Turning to the next page
“Life is an enfoldment, and the farther we travel, the more we comprehend. To understand the things that are at our door is the best preparation for understanding those that lie beyond.”—Hypatia
Nearly 20 years ago, the door swung wide open and I settled into a job at The Times, starting a new chapter of my life as a mother and being a part of your lives.
I have loved most of the minutes of my job because I care about you, the reader, and the stories you have to tell.

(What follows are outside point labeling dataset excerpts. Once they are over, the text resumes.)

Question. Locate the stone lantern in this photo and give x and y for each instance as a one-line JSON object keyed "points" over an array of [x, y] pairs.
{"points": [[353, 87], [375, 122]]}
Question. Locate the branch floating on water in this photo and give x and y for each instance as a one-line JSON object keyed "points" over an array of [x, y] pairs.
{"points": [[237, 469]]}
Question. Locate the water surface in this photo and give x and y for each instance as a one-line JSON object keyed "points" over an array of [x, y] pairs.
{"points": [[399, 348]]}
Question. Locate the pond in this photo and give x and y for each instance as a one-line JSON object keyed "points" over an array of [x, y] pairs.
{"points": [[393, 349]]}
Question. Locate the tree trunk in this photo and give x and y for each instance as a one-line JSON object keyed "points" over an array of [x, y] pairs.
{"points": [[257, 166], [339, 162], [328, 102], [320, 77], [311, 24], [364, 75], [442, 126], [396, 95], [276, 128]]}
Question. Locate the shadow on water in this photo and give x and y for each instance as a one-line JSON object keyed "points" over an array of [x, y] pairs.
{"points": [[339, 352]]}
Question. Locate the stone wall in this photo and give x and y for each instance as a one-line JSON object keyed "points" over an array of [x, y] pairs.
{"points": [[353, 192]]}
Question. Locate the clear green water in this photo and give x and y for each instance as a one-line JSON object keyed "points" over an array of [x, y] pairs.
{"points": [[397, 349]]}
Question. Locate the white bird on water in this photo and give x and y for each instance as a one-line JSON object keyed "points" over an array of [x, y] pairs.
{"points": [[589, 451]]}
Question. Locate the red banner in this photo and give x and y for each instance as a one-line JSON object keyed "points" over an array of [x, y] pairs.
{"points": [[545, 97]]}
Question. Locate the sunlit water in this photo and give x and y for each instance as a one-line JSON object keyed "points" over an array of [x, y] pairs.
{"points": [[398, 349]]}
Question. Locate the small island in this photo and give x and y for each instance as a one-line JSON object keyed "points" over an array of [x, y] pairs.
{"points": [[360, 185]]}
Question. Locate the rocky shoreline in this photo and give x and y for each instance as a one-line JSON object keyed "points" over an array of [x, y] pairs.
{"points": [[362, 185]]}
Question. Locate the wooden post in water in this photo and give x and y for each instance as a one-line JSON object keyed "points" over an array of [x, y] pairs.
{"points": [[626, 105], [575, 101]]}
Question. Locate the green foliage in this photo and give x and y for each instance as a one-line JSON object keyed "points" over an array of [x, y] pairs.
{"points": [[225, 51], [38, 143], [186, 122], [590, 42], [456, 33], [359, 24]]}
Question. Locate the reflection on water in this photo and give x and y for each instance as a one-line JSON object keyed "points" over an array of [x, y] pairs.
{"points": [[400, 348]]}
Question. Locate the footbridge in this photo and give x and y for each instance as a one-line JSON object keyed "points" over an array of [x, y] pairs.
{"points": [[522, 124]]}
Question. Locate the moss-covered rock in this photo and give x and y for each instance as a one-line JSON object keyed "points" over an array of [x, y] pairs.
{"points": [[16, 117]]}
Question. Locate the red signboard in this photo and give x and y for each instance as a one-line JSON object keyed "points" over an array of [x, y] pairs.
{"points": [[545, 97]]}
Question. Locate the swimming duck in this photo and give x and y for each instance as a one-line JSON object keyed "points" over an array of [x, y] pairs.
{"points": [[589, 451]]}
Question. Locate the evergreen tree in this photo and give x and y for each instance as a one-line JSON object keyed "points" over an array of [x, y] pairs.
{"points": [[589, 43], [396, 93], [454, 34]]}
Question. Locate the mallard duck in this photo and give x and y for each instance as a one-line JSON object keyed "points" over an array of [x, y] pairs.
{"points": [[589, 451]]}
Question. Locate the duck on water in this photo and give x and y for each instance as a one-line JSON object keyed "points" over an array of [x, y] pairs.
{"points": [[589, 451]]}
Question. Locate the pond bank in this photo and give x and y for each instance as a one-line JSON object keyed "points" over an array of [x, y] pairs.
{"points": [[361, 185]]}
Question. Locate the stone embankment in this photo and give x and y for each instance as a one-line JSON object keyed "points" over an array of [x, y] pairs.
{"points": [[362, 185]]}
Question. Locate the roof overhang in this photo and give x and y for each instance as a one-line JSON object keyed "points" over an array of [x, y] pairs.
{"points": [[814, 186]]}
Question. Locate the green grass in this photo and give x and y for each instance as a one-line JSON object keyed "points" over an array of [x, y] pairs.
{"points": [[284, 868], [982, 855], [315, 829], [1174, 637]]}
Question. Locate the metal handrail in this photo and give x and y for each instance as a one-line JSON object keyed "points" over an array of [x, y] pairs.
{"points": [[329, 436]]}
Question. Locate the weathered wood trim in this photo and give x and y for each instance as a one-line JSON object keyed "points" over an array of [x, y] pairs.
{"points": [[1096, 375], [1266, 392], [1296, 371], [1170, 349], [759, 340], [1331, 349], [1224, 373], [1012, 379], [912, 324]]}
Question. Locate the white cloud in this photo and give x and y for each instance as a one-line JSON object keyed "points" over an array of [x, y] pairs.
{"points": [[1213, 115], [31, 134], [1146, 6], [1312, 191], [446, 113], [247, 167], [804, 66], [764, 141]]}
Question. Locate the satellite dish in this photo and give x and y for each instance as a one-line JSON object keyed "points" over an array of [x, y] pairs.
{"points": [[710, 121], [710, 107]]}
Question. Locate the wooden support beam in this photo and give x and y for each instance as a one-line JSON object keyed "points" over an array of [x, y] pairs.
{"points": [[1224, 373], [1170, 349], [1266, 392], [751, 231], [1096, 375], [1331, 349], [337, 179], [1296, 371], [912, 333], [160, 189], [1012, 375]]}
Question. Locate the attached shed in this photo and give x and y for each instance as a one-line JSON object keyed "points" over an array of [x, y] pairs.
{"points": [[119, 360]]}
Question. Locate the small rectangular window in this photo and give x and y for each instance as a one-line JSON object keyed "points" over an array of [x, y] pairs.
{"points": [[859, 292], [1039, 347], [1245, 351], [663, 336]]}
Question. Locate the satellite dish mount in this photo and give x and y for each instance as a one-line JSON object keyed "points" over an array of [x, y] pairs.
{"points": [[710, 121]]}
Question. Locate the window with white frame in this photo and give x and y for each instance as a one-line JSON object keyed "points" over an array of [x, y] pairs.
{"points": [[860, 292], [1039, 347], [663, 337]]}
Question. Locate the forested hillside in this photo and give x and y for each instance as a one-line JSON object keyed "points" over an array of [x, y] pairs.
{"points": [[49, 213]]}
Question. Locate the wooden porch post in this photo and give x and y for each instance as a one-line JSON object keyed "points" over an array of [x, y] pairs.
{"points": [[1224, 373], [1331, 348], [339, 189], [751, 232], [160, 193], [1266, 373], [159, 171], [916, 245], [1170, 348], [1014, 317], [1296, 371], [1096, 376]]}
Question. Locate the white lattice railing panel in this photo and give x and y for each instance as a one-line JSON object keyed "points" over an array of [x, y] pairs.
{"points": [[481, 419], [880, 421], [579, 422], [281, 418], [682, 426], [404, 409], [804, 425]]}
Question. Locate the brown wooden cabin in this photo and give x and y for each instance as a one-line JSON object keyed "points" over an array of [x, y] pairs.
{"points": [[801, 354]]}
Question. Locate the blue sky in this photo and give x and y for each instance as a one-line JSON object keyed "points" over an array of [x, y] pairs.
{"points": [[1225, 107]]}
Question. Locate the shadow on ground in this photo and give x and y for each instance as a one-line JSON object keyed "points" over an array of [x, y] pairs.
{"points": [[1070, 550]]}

Through the years, I’ve been captivated by the tale of a German prisoner of war survivor, laughed along with the Brady Beauties, watched the transformation of Lake Helen into a tranquil and user-friendly lake and wrote about the efforts of the city, school and hospital to become partners in the operation of a community wellness center, to name a few highlights.
Each time I’ve pulled up a chair at city, school and occasional hospital board meetings to record what makes our town tick has been enjoyable, in large part because of this progressive and charming town.
I’ve felt proud of our students while watching them grow through disappointments and successes and have loved the occasional calls about rescued hawks and other creatures and cute kids behind lemonade stands.
A couple of years ago, I began to feel a niggle, which has grown more insistent, and experienced a door slowly creaking open to another phase of life, which no longer includes being part of The Times staff.
As Joyce Sequiche Hifler writes in a Cherokee Feast of Days, “This is the turning point, a place where we begin to see over the hill and around the bend. A new path comes into view and there is no need to look over the shoulder.”
I’m ready to soak up sunsets and flower fragrances and embrace the changing seasons instead of complaining about them. I long to be part of my life instead of searching for stolen moments in which to live it.